An ancient man sitting in the corner leans over and slides the carpet to one side. “You come back to this.” he said as he nodded with confidence.

A while later another Mazar-e Sharif rug floats down. This one is much brighter and newer looking. I like this one as well. I knew I liked it because the old man pulled it to join the other before I had said anything.

This went on for a while until I uttered the formal, “How much for the two of them?” And I sighed.

“I don’t like to haggle. All are fixed price.”

I had to give the obligatory snort of derision at this and put as much disgust as possible in my voice. “If you think I am some stupid foreigner who is so stupid as to pay asking price then I will leave.”

“Perhaps a small discount.”

And so it went for the next two hours and three cups of tea. At various times he had his wife and children in to demonstrate that he had mouths to feed, next door shop keepers to testify of his honestly, and much chatter about life, the Taleban and every Afghan’s favourite football in this country, the Americans.

Along the way I pleaded the poverty of all Canadians, the extreme meagreness of my NATO salary, my general disinclination to buy today and perhaps tomorrow would be better.

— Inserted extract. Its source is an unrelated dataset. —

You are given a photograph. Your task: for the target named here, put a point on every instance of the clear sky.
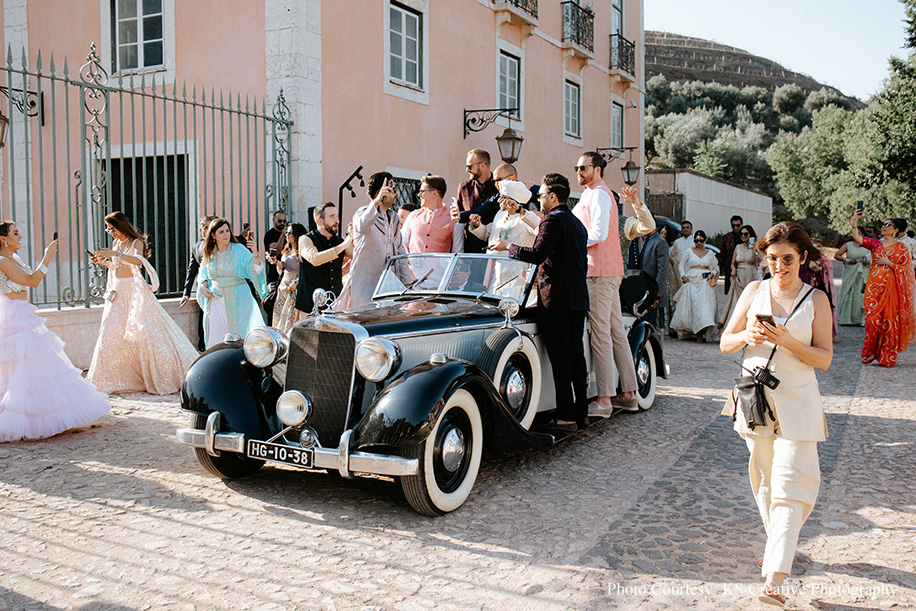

I even pulled out my mobile as well as the business card of one of his competitors down the street saying that perhaps I would go and visit his colleague while I thought over his last offer.

In the end the old man finished me off by knocking ten dollars off the final final last offer and saying, “This good price. Your heart will buy now.”

And I did. I paid more than someone else might have paid but I paid a lot less than most would have. I’d had a wonderful rich time, enjoyed much laughter and good nature and walked out with two small carpets that are truly good. A week from now I won’t remember what I paid which is just as well.

As I walked up the Flower Street I passed a shop displaying those F-16′s dismembering the Taliban carpets and could barely repress a shudder. Horrid things that even fluorescent paint couldn’t help.